僕の友人で、梅ちゃん先生が大好きな人が何人もいるんだけど、今やっている純と愛は見てない人が結構多い。それは見てて面白く無いからということもあるけど、面白くないというのは登場人物が変な人しか出てこないという事に対する嫌悪感というものがあるんじゃないかと思うのです。

僕は好きだと何度も見たくなる方で、井上真央ちゃんのおひさまや宮崎あおいちゃんの篤姫は再放送まで見ました。今もおひさまは、BSプレミアムで再放送しているし、NHKオンデマンドでも見ることができます。

NHKオンデマンドで思い出しましたが、NHKも何故この素晴らしいコンテンツを持っていながら、どうしてタブレットとかスマホ向けのアプリを出さないんですかね。とてももったいないと思うね。

で、何度も見たくなるという話に戻ると、篤姫に関して言えばDVDまで買ってしまいました。こちらはストーリーの他にキャスティングも完璧。西郷隆盛を多くの人が演じてきてますが、小澤征悦の西郷さんはすごく良かった。音楽も良かったです。最近の小澤征悦はかっこつけすぎちゃってるけど、彼は可笑しみを出すことが出来る最近珍しい俳優さんなのです。

そんな中純と愛は、完全に変人クラブの様相を呈してきた観があります。最初から違和感はあったんです。まず、純は、熱すぎちゃって周りの人に自分勝手な善意を押し付ける。兄貴は会話に変な英語を入れたりするし、弟も変。お母さんは唯一まともな感じがするけど、武田鉄矢が演じるお父さんは、極端に器の小さい男。

純が最初につとめたホテルの上司には、一日中携帯電話を覗いていたり、くしゃみしかしない人がいたりと、どう考えてもドラマには全く不要な設定なのです。ここでまともなのは、桐野富士子さんくらいなので、彼女だけがドラマの中で目立っていました。ちなみに桐野さん演じる吉田羊は、彼女のブログを見る限りは桐野富士子とは全く正反対の人と見受けられて、そのギャップは楽しめる。

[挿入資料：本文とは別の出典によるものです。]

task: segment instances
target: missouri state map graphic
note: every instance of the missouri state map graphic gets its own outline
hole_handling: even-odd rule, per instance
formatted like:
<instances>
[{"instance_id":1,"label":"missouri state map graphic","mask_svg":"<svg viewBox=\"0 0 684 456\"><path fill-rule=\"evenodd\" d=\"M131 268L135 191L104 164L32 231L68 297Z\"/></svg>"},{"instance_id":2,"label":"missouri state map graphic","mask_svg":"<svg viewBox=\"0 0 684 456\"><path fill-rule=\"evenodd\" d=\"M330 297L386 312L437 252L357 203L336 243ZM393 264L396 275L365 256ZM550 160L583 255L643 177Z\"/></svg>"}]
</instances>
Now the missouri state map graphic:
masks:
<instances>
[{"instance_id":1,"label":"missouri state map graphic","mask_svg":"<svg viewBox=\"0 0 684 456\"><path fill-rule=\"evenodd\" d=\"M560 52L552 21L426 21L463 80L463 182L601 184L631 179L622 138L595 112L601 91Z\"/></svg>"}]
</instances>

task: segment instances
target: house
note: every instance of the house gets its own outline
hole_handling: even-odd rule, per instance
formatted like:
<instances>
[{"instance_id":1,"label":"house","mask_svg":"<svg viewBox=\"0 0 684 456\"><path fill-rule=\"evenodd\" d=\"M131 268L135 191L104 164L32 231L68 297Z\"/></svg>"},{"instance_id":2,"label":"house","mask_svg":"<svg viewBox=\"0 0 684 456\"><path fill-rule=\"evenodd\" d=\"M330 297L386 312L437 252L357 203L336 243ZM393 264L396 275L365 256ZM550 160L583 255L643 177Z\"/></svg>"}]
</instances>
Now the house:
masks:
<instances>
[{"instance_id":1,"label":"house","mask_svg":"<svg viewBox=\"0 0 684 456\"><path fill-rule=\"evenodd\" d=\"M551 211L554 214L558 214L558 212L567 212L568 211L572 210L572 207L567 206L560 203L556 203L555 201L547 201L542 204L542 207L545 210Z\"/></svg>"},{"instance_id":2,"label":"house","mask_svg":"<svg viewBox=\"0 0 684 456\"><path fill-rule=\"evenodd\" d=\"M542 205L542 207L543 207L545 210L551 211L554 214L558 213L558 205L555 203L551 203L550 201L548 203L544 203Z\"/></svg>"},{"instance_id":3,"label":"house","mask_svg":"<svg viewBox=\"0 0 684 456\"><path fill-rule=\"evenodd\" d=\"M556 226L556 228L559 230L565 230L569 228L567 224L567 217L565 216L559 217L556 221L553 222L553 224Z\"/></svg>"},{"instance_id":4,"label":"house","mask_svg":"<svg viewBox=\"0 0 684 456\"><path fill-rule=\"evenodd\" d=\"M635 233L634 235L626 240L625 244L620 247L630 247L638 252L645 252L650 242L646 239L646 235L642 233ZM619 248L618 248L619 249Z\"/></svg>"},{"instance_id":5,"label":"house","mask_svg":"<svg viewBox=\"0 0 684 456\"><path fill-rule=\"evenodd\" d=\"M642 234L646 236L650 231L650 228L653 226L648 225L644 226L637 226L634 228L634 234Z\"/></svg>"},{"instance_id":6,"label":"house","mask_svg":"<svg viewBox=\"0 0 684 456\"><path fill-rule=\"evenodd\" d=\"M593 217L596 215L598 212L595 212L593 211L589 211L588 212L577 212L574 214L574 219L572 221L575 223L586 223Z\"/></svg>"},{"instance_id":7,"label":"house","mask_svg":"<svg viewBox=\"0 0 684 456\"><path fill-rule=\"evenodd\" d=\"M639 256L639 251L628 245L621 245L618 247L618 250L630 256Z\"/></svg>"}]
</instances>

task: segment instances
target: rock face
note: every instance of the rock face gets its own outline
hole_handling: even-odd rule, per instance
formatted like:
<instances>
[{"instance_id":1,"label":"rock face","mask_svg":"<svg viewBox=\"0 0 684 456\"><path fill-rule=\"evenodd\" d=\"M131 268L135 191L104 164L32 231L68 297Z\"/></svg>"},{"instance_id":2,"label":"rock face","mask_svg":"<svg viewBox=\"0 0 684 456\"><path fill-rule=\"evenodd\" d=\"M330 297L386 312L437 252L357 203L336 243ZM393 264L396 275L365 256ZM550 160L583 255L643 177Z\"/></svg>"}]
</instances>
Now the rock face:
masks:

また、純が結婚をした相手も父親も変だし、お母さんはヒステリー。娘は相手の匂いが気になるということで常にマスクを着用し、結婚相手の愛に至っては、相手の本性が見えるから人と話も出来ない。

そして今度は純の転職先である里やも、オーナーのサトは、経営全く無視だし、料理が苦手な板前や2字熟語しか喋られない従業員などなどといったように、このドラマには普通の人が全く出てこないのです。

このドラマを作るにあたって、遊川和彦はどういうことを考えているのかと思って探してみたらNHKの宣伝も兼ねているんだろうけど、「プロフェッショナル仕事の流儀」でこの人の特集を組んでいて、そのウェブサイトもありました。遊川和彦が純と愛について語っているのですが、そのまま引用します。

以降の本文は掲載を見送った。